El hogar de Abraham, al igual que el hogar de Betania, fue un lugar donde el Señor halló descanso y renovaba sus fuerzas. Jesús desea tener comunión con nosotros, pues dijo: “He aquí, yo estoy a la puerta y llamo; si alguno oye mi voz y abre la puerta, entraré a él, y cenaré con él, y él conmigo” (Ap. 3:20). Además, nosotros también podemos disfrutar de estas dulces manifestaciones de su presencia, pues nos dice: “El que tiene mis mandamientos, y los guarda, ese es el que me ama; y el que me ama, será amado por mi Padre, y yo le amaré, y me manifestaré a él” (Jn. 14:21).

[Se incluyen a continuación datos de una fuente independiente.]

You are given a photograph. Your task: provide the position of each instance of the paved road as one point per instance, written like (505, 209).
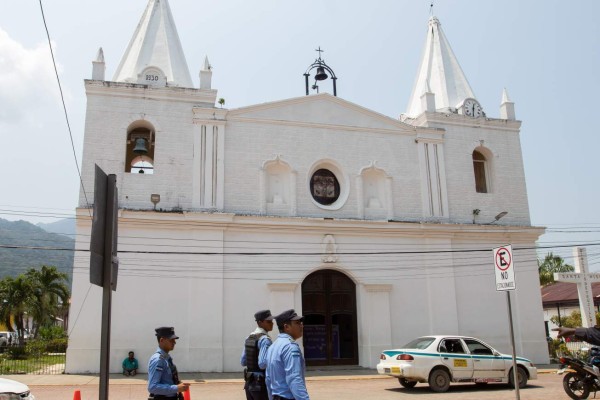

¡Cuántas veces el Señor se nos ha manifestado, pero por estar al “calor del día”, llenos de distracciones, hemos perdido la oportunidad de disfrutar su presencia, pues ni siquiera fuimos conscientes de ella! Quizás pasó por delante de Lot, pero él estaba demasiado ocupado en las puertas de Sodoma, y no estaba en condiciones de recibirlo. Más tarde se le aparecieron dos ángeles, pero fue para anunciarle el juicio.
Abraham no pudo ocultar su alegría cuando vio y reconoció al Señor. Del mismo modo, en Juan 20, los discípulos también se llenaron de alegría al ver al Señor. ¿Sentimos lo mismo, por ejemplo, en el día del Señor? Abraham tuvo el privilegio de servir al Señor sin obstáculos, pues tenía todo a mano para recibir a sus visitantes. La adoración consiste en presentar al Padre lo que habla de Cristo y lo que hemos recogido espiritualmente durante la semana; emana de la comunión diaria con el Señor. Es penoso ver tantas bocas cerradas cuando nos reunimos para hacer memoria de él. ¿Por qué? ¿Ni siquiera “cinco palabras” de agradecimiento (véase 1 Co. 14:19)? La culpa es nuestra. No hemos caminado en comunión diaria con nuestro Señor, pasando tiempo en oración y leyendo la Palabra de Dios. Me temo que le estamos robando el honor que tanto merece. Corrijamos esto sin demora.